Monday, July 13, 2015

Is the Sun shrinking?



  • Does the size of the sun change over the years? Recently, "John A. Eddy (Harvard -Smithsonian Center for Astrophysics and High Altitude Observatory in Boulder) and Aram A. Boornazian (a mathematician with S. Ross and Co. in Boston) have found evidence that the sun has been contracting about 0.1% per century…corresponding to a shrinkage rate of about 5 feet per hour. The diameter of the sun is close to one million miles, so that this shrinkage of the sun goes unnoticed over hundreds or even thousands of years. There is no cause for alarm for us or for any of our descendants for centuries to come because the sun shrinks so slowly.
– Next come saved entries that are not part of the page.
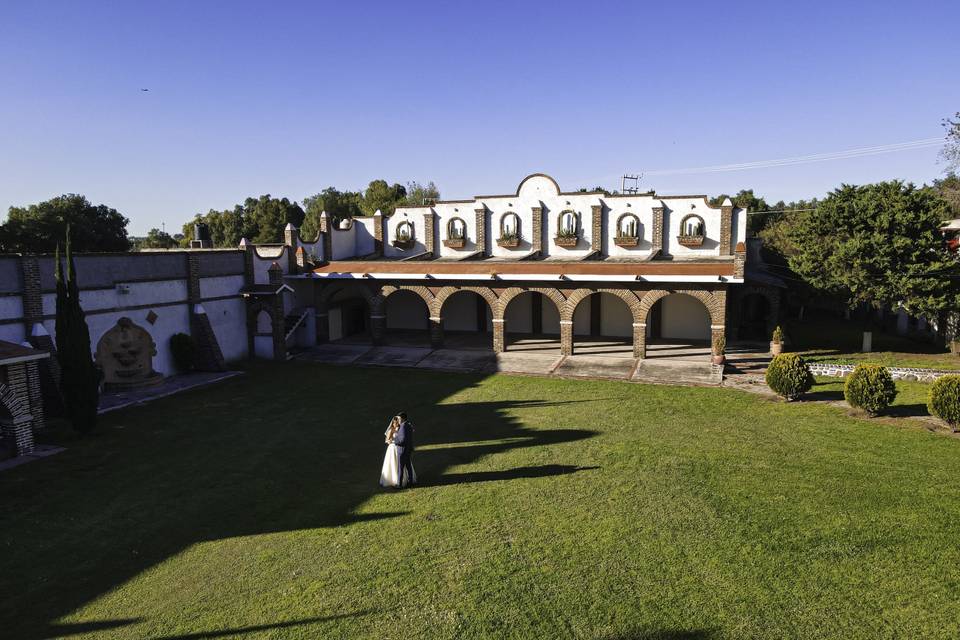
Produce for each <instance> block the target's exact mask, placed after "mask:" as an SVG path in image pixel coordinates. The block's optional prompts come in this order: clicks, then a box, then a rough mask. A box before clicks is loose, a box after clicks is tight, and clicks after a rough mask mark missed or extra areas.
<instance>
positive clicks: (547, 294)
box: [493, 287, 567, 320]
mask: <svg viewBox="0 0 960 640" xmlns="http://www.w3.org/2000/svg"><path fill="white" fill-rule="evenodd" d="M528 291H531V292H535V293H539V294H542V295H543V296H544V297H545V298H549V299H550V300H551V301H552V302H553V304H554V305H556V307H557V313H559V314H561V315H562V314H563V309H564V307H565V306H566V304H567V299H566V298H564V297H563V294H562V293H560V291H559V289H547V288H541V287H523V288H521V287H510V288H509V289H507V290H506V291H504V292H503V293H501V294H500V297H499V298H497V306H496V307H494V309H493V317H494V319H496V320H503V314H504V313H505V312H506V310H507V305H508V304H510V301H511V300H513V299H514V298H516V297H517V296H518V295H520V294H521V293H526V292H528Z"/></svg>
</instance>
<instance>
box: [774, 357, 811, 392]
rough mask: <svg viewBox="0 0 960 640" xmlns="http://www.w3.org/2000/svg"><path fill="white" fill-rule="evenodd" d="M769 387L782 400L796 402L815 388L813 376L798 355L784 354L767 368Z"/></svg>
mask: <svg viewBox="0 0 960 640" xmlns="http://www.w3.org/2000/svg"><path fill="white" fill-rule="evenodd" d="M767 386H768V387H770V390H771V391H773V392H774V393H776V394H777V395H778V396H780V397H782V398H786V399H787V400H796V399H797V398H799V397H800V395H801V394H803V393H806V392H807V391H809V390H810V387H812V386H813V375H811V373H810V367H808V366H807V363H806V362H804V360H803V358H802V357H800V356H799V355H798V354H796V353H782V354H780V355H778V356H774V358H773V360H771V361H770V364H769V365H768V366H767Z"/></svg>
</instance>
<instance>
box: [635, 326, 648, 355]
mask: <svg viewBox="0 0 960 640" xmlns="http://www.w3.org/2000/svg"><path fill="white" fill-rule="evenodd" d="M633 357H634V358H646V357H647V323H646V322H634V323H633Z"/></svg>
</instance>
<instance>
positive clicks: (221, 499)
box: [0, 362, 597, 640]
mask: <svg viewBox="0 0 960 640" xmlns="http://www.w3.org/2000/svg"><path fill="white" fill-rule="evenodd" d="M485 377H486V376H484V375H480V374H451V373H443V372H416V374H415V375H414V374H412V373H411V372H408V371H401V370H391V369H362V368H347V367H334V366H323V365H317V364H313V363H307V362H287V363H261V364H257V365H255V366H254V367H252V368H251V370H250V371H249V372H248V375H244V376H238V377H236V378H233V379H230V380H227V381H225V382H223V383H221V384H219V385H217V386H213V387H208V388H205V389H198V390H196V391H187V392H184V393H182V394H179V395H177V396H174V397H171V398H167V399H162V400H157V401H155V402H153V403H151V404H150V405H148V406H141V407H131V408H129V409H122V410H119V411H116V412H113V413H110V414H107V415H105V416H103V417H102V419H101V423H100V426H99V429H98V432H97V433H95V434H94V435H93V436H91V437H86V438H83V439H72V440H70V441H69V442H68V443H67V445H68V447H69V450H68V451H67V452H65V453H63V454H60V455H59V456H57V457H56V458H55V459H51V460H48V461H44V462H40V463H36V464H31V465H25V466H24V467H22V468H18V469H14V470H11V471H9V472H5V473H4V474H3V476H2V477H0V493H2V494H3V495H4V500H3V503H2V504H0V548H5V549H16V553H6V554H0V593H3V594H4V595H5V597H4V598H3V599H0V629H3V630H4V631H3V636H4V637H10V638H18V639H23V640H30V639H39V638H47V637H50V631H51V629H57V630H58V631H57V633H59V635H61V636H62V635H67V634H68V633H70V630H69V628H66V627H63V626H59V625H56V626H55V622H54V621H56V620H58V619H60V618H62V617H64V616H66V615H69V614H70V613H72V612H74V611H76V610H77V609H78V608H80V607H83V606H84V605H86V604H87V603H89V602H91V601H93V600H95V599H97V598H99V597H101V596H102V595H103V594H105V593H108V592H109V591H111V590H112V589H114V588H116V587H118V586H120V585H122V584H124V583H125V582H127V581H128V580H130V579H131V578H133V577H134V576H137V575H138V574H140V573H142V572H143V571H145V570H147V569H149V568H150V567H152V566H154V565H156V564H158V563H160V562H162V561H164V560H166V559H168V558H170V557H172V556H175V555H177V554H179V553H181V552H182V551H184V550H185V549H187V548H189V547H191V546H192V545H195V544H198V543H203V542H208V541H214V540H221V539H224V538H232V537H238V536H251V535H258V534H266V533H274V532H282V531H293V530H301V529H315V528H326V527H339V526H344V525H351V524H356V523H362V522H365V521H370V520H379V519H385V518H397V517H403V516H405V515H407V514H409V513H412V512H413V511H415V510H416V505H417V501H416V498H415V496H416V493H415V492H414V493H411V494H406V493H401V494H400V495H399V496H398V497H399V498H400V502H402V504H401V505H400V506H401V508H400V509H399V510H396V511H390V512H384V513H373V514H358V513H356V510H357V509H358V507H360V506H361V505H363V504H364V503H365V502H366V501H367V500H369V499H370V498H371V497H373V496H374V495H375V494H378V493H380V491H381V490H380V487H379V486H378V484H377V479H378V478H379V472H380V466H381V463H382V461H383V453H384V444H383V431H384V429H385V428H386V426H387V422H388V420H389V418H390V416H392V415H394V414H395V413H396V412H397V411H400V410H405V411H407V413H408V414H409V415H410V417H411V419H412V420H413V422H414V424H415V425H416V429H417V441H418V443H419V444H421V445H437V446H436V448H432V449H426V450H422V451H417V452H416V453H415V459H414V460H415V464H416V465H417V470H418V472H419V473H420V476H421V480H422V482H424V483H425V484H429V483H431V482H435V483H436V484H438V485H446V484H455V483H457V482H458V481H468V480H467V477H468V476H472V477H473V478H474V479H473V480H472V481H485V480H494V479H519V478H534V477H546V476H550V475H562V474H564V473H572V472H574V471H577V470H579V469H578V468H576V467H568V466H565V465H560V464H557V465H548V466H546V467H533V468H521V469H518V470H514V471H507V472H496V473H490V474H488V473H485V472H484V473H483V475H479V474H462V475H461V474H454V476H452V477H451V476H446V477H444V476H443V472H444V470H445V469H447V468H449V467H451V466H454V465H459V464H469V463H473V462H476V461H477V460H479V459H481V458H484V457H487V456H493V455H496V454H499V453H505V452H508V451H511V450H516V449H519V448H524V447H544V446H558V445H562V444H565V443H570V442H576V441H578V440H583V439H586V438H590V437H592V436H594V435H596V433H597V432H595V431H591V430H586V429H552V430H551V429H532V428H530V427H528V426H526V425H525V424H524V423H523V422H522V421H521V419H520V417H519V416H522V414H523V412H524V411H525V410H528V409H531V408H544V407H554V406H560V405H562V404H564V403H562V402H545V401H541V400H537V399H525V400H524V399H520V400H510V399H501V398H494V399H489V400H487V401H480V402H470V403H454V402H450V401H448V400H447V399H448V398H450V397H451V396H453V395H454V394H456V393H458V392H460V391H462V390H464V389H467V388H470V387H474V386H477V385H479V384H480V383H481V382H482V381H483V379H484V378H485ZM481 397H482V396H481ZM445 401H446V402H445ZM451 445H452V446H451ZM571 456H573V454H572V453H571ZM457 475H461V478H460V480H457V477H456V476H457ZM498 475H499V477H497V476H498ZM444 478H445V479H444ZM478 478H479V480H478ZM434 479H440V480H434ZM408 495H409V496H410V497H409V498H408V497H406V496H408ZM407 507H410V509H409V510H408V509H407ZM133 622H135V621H129V620H117V621H113V622H109V621H108V622H104V623H90V624H104V625H108V626H105V627H103V628H104V629H107V628H110V626H109V625H113V626H122V625H126V624H132V623H133ZM281 624H283V623H281ZM81 631H82V629H81V630H78V631H74V632H72V633H80V632H81ZM183 637H184V638H187V637H198V638H199V637H215V636H203V635H195V636H183Z"/></svg>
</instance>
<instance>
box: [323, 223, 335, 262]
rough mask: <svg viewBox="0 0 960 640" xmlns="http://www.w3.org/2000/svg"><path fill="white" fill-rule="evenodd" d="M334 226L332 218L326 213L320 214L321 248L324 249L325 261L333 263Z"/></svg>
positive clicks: (323, 250) (323, 254)
mask: <svg viewBox="0 0 960 640" xmlns="http://www.w3.org/2000/svg"><path fill="white" fill-rule="evenodd" d="M332 229H333V225H332V224H331V223H330V216H328V215H327V212H326V211H321V212H320V236H321V238H320V239H321V241H322V242H321V243H320V244H321V246H322V247H323V256H322V257H323V260H324V261H325V262H332V261H333V236H332V235H331V234H332V233H333V231H332Z"/></svg>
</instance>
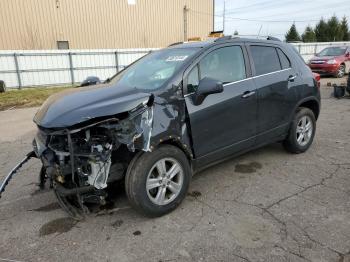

Yet the sun does actually appear to shrink. The data Eddy and Boornazian examined spanned a 400-year period of solar observation, so that this shrinkage of the sun, though small, is apparently continual.
  • What does the shrinkage of the sun have to do with creation and evolution? The sun was larger in the past than it is now by 0.1% per century. A creationist, who may believe that the world was created approximately 6 thousand years ago, has very little to worry about. The sun would have been only 6% larger at creation than it is now. However, if the rate of change of the solar radius remained constant, 100 thousand years ago the sun would be twice the size it is now. One could hardly imagine that any life could exist under such altered conditions. Yet 100 thousand years is a minute amount of time when dealing with evolutionary time scales.
  • How far back in the past must one go to have a sun so large that its surface touches the surface of the earth? The solar radius changes at 2.5 feet per hour, half the 5 feet per hour change of the solar diameter. The distance from the sun to the earth is 93 million miles, and there are 5,280 feet in one mile. One must remember that the 20 million year B.C. date is the extreme limit on the time scale for the earth's existence. The time at which the earth first emerged from the shrinking sun is 20 million B.C. A more reasonable limit is the 100 thousand year B.C. limit set by the time at which the size of the sun should have been double its present size.
  • A further word of explanation is needed about the assumption that the rate of shrinkage of the sun is constant over 100 thousand years or over 20 million years. The shrinkage rate centuries ago would be determined by the balance of solar forces. Since the potential energy of a homogeneous spherical sun varies inversely with the solar radius, the rate of shrinkage would have been greater in the past than it is now. The time at which the sun was twice its present size is less than 100 thousand B.C. The time at which the surface of the sun would touch the earth is much less than 20 million B.C. Therefore, the assumption of a constant shrinkage rate is a conservative assumption.
  • The shrinkage of the sun greatly alters what we believe to be the energy source within the sun. The sun shrinks because of its own self-gravitational attraction. As it compresses itself, it heats itself. This heat is then liberated in the form of solar radiation.